- Education: M.B.A. MPhil B.A.
- Alma mater: Stanford Graduate School of Business Oxford University Harvard College
- Occupations: Golub Capital (President) Golub Capital BDC (CEO)
- Board member of: The Michael J. Fox Foundation
- Relatives: Lawrence Golub (brother)
- Website: David B. Golub - LinkedIn

= David B. Golub =

American businessman

David B. Golub is an American businessman. He is the CEO of publicly traded Golub Capital BDC, and president of its parent company Golub Capital. Golub is the chairman and director of The Michael J. Fox Foundation.

==Early life and education==

Golub attended Harvard College, where he earned a Bachelor of Arts, magna cum laude.
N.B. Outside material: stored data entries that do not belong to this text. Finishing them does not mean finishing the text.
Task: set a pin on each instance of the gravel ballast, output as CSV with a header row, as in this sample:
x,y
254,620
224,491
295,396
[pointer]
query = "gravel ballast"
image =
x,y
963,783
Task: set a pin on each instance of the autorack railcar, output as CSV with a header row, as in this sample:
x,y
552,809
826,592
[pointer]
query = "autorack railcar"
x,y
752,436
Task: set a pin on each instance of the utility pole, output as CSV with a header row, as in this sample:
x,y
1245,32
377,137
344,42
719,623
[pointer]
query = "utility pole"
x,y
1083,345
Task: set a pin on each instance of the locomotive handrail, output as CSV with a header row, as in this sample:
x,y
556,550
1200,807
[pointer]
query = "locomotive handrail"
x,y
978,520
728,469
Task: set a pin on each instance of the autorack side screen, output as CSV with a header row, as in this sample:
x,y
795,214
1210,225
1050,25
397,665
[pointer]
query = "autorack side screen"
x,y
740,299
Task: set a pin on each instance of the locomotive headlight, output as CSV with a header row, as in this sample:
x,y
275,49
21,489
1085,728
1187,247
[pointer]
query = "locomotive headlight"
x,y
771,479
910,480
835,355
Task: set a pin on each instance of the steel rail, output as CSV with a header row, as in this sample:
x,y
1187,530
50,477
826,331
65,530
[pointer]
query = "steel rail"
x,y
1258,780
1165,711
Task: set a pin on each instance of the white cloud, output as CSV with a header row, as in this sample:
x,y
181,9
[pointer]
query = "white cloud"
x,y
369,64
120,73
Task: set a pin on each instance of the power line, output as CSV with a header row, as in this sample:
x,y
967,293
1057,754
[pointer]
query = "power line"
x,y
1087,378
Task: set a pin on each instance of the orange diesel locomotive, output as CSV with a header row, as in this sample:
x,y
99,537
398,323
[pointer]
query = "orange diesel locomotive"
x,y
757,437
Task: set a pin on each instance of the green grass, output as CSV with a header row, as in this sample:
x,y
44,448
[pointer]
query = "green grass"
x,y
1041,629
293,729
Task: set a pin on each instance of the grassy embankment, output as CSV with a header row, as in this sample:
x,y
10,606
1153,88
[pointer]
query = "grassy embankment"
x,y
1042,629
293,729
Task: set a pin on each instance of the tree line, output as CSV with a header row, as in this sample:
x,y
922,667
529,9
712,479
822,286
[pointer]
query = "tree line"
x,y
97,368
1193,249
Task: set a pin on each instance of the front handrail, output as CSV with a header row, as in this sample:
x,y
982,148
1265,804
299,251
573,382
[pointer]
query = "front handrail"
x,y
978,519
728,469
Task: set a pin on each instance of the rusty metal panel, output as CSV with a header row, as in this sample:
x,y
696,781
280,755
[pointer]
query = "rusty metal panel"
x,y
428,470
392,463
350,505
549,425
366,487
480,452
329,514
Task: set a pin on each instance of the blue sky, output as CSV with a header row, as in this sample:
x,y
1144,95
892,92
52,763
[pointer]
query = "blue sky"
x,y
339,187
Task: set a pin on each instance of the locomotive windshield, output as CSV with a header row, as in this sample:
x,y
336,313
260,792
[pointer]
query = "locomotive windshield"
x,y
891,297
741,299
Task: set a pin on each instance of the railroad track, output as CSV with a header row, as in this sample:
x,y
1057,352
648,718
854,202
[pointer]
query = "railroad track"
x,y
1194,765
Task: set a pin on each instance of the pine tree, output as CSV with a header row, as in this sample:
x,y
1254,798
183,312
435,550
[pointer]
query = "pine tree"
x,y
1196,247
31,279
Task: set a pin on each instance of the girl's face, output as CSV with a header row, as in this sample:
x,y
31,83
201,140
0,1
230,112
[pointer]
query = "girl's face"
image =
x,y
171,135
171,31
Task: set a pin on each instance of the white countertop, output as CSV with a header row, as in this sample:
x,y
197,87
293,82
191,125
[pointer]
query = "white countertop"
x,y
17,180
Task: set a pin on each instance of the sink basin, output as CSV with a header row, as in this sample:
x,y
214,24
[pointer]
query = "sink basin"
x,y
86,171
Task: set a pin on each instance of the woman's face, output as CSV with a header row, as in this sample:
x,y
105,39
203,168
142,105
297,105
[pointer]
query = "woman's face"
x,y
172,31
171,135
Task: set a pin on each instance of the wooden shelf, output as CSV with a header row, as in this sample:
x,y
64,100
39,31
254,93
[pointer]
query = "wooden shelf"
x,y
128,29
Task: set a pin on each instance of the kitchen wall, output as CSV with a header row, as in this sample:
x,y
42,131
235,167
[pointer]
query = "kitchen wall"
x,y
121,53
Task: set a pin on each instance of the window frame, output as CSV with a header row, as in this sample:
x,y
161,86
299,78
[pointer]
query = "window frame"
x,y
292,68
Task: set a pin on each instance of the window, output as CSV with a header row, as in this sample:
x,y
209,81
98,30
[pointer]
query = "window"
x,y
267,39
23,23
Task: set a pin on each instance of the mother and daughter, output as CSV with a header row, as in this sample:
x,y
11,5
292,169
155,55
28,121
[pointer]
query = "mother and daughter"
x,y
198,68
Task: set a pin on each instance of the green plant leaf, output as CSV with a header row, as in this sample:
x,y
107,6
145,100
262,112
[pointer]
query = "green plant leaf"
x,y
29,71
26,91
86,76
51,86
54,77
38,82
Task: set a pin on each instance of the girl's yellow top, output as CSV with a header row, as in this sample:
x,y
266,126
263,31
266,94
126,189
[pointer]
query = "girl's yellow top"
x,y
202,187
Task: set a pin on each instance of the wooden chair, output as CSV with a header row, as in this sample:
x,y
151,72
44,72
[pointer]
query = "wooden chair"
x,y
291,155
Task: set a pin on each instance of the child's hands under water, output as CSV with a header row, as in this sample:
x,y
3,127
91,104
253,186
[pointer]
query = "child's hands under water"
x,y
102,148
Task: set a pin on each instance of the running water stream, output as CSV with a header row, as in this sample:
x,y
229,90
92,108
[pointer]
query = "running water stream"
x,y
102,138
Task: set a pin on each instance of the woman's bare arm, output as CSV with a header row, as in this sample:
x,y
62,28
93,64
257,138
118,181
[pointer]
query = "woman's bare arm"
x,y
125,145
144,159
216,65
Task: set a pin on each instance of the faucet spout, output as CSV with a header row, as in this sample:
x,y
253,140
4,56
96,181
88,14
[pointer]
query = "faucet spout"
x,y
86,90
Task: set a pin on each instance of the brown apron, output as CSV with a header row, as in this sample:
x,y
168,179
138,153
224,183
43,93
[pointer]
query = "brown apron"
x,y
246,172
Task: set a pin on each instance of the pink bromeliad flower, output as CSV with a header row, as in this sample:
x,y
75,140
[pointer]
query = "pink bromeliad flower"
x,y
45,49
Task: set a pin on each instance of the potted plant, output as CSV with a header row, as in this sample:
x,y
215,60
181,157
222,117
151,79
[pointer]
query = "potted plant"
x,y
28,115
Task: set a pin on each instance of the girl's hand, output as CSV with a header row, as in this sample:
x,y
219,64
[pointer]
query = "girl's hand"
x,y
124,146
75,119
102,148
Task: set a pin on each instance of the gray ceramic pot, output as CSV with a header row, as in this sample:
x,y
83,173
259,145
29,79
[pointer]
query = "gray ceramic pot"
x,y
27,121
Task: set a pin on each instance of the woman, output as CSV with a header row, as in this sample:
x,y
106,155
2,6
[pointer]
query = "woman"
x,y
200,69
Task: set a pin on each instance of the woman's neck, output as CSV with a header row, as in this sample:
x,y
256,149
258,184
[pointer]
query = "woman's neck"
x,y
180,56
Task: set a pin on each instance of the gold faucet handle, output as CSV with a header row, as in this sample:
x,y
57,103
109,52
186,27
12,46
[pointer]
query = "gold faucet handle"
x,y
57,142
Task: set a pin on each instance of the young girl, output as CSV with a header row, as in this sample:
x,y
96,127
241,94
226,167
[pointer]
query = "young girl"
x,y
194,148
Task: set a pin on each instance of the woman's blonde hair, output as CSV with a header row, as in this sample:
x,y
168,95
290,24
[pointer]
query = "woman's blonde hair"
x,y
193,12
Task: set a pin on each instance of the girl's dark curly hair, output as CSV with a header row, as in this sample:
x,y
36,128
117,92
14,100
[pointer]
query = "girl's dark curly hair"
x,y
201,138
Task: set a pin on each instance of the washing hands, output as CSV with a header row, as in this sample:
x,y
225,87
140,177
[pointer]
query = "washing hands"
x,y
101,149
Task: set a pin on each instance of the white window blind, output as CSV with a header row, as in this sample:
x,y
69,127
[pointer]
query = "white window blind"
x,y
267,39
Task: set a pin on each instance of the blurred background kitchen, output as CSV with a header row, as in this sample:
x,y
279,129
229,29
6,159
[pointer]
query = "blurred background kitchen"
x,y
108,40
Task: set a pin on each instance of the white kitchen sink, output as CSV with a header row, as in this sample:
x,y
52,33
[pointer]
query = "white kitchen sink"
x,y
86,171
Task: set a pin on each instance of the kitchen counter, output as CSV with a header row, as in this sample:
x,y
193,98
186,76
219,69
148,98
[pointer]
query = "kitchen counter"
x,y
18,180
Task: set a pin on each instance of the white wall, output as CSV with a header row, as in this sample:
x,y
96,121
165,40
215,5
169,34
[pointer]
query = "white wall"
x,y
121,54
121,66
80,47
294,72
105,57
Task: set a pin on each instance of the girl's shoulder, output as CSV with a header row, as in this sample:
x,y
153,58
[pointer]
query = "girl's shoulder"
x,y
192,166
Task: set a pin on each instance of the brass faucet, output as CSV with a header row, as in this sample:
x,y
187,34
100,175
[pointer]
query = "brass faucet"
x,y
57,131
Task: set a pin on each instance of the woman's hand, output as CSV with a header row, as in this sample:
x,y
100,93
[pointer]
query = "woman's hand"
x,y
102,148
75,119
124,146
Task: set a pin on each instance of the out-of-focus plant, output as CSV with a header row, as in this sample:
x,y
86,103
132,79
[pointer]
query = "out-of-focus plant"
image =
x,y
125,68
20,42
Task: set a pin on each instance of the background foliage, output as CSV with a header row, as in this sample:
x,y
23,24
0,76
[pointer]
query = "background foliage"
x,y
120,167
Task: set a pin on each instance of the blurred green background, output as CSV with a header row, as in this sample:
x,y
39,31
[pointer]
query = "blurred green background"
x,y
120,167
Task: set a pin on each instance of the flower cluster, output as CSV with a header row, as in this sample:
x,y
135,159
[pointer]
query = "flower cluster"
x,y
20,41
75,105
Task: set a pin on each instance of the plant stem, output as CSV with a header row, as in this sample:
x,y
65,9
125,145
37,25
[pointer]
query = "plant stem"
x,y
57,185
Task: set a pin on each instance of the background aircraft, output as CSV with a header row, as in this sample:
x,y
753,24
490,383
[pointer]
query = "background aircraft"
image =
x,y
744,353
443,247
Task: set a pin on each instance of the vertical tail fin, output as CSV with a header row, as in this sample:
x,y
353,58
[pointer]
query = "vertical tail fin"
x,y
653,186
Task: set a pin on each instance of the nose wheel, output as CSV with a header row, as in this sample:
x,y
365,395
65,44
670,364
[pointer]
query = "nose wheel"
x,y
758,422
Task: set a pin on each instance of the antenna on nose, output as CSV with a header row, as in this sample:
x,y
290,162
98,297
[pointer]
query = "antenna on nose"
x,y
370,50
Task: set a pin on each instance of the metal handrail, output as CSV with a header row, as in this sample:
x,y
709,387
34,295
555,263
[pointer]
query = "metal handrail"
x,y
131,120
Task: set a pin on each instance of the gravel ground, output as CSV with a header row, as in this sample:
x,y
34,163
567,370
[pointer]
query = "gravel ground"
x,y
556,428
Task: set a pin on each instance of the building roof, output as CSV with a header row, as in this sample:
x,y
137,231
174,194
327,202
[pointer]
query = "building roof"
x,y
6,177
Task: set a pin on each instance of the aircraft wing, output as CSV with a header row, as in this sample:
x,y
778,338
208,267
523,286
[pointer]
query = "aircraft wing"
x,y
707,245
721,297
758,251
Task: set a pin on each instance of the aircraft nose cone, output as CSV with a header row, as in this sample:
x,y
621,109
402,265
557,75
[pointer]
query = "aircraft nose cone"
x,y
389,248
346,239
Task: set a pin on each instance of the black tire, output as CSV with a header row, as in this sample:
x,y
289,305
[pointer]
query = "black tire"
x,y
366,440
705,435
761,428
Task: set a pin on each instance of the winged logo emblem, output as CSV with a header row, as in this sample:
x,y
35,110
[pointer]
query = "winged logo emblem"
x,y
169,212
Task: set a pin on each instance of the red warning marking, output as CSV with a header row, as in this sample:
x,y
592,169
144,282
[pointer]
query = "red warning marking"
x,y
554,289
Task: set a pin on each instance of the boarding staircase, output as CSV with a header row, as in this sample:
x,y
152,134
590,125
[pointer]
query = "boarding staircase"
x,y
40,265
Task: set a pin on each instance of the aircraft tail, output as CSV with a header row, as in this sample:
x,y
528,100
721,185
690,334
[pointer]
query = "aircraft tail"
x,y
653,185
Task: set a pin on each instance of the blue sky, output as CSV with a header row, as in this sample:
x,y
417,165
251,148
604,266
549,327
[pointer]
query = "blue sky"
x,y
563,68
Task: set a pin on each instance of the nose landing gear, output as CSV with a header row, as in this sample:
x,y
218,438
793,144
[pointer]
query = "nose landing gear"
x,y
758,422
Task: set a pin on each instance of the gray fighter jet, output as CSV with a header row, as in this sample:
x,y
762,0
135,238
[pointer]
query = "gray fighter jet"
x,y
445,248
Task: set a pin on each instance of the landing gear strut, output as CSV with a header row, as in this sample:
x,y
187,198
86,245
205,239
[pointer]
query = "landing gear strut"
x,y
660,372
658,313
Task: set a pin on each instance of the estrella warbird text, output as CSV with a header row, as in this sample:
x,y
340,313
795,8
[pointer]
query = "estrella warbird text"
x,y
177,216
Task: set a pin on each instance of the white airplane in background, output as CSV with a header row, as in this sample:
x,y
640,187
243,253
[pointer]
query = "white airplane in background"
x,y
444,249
He received an MPhil in International Relations from Oxford University, where he was a Marshall Scholar, and an MBA from Stanford Graduate School of Business, where he was named an Arjay Miller Scholar.

==Career==

Golub is the president of Golub Capital and the CEO of Golub Capital BDC, Inc. which trades publicly on NASDAQ. He joined Golub Capital in 2003 where he works alongside his brother, Lawrence Golub.

Prior to his career at Golub Capital, Golub was the Managing Director of Centre Partners, a middle market private equity firm. He also worked for Corporate Partners, a $1.5 billion private equity firm that specialized in taking large positions in publicly traded companies.

Golub has been on boards of both public and private companies, including being the first chairman and a long-standing director of The Michael J. Fox Foundation. He is on the board of directors for Burton Snowboards and previously was on the boards of the Loan Syndications and Trading Association, Hudson Guild and the World Policy Institute.